Have you ever wondered why people end up at a Starbucks store to work in the first place? What really has given a boost to the cafe culture (apart from free Wi-Fi of course)? Laptops! Just about 10 years ago, laptops were still bulky and picking one up could easily cause a “weightlifter’s back”. Okay, not really, but they were considerably heavy and not ideal to be taken around everywhere. But in 2008, a single laptop removed from an envelope managed to bring about a revolution in where people could work from. Yes, we’re talking about the MacBook Air and how it changed the world of laptops forever!
When the MacBook Air was launched by the legendary Steve Jobs back in 2008, a lot of people discarded it as an over-priced piece of luxury that would set you back by a hefty $1800. But little did the world know that this laptop would single-handedly give birth to an entirely new category of laptops; ultrabooks. The silver piece of ‘jewel’ was only 0.76 inches at its thickest point which was unbelievably thin for a laptop then. In fact, it was so thin that it even made the MacBook of the time look chunky. Its sleek metallic unibody design was a step above from the conventional design language and was even awarded a patent
because competitors had already started to draw ‘inspiration’ from it.
Although ultra-portables did exist then, they barely possessed any processing power and were good only for the simplest of tasks. The more powerful and capable laptops like the Acer Aspire and the Lenovo Ideapad were a pain to carry around. This is why the Apple MacBook Air brought around a fresh breath of air in the morose world of laptops. The Air was both light and powerful and was quite the laptop many had been longing; the perfect amalgamation of design and function.

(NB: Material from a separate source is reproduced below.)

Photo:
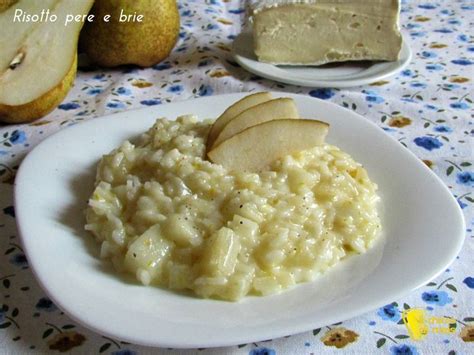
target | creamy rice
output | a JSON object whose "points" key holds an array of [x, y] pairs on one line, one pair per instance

And as expected, other laptop companies followed suit. Everyone gradually realised the demand gap MacBook Air intended to fill. The MacBook Air was a laptop for the next-gen people who didn’t want to compromise on performance and portability for a sleek and more functional design. This foundational demand from a laptop had to be met by other OEMs and they eventually released ultrabooks that wouldn’t weigh a ton and would let people work from any corner in the world without compromising on performance.

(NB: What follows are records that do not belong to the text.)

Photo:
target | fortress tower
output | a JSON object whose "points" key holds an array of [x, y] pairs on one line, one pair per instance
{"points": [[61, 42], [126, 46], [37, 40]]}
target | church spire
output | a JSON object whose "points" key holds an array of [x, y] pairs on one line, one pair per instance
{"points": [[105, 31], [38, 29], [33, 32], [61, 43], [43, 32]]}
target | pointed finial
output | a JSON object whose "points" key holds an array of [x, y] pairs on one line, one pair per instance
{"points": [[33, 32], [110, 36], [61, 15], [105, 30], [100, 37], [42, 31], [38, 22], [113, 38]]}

Eleven years later and the MacBook Air is still one of the best ultrabooks out there. They still retain the classic design language and are more powerful than ever. Its solid processing power combined with its long battery life make sure you’re always connected wherever you go. And with its robust operating system; MacOS, it’s very difficult to go wrong. It’s stable, has wonderful support for applications, and has a flat learning curve associated with it.
Something that Steve Jobs quoted still stands true today for the MacBook Air. “There's no other company that could make a MacBook Air and the reason is that not only do we control the hardware, but we control the operating system. And it is the intimate interaction between the operating system and the hardware that allows us to do that.”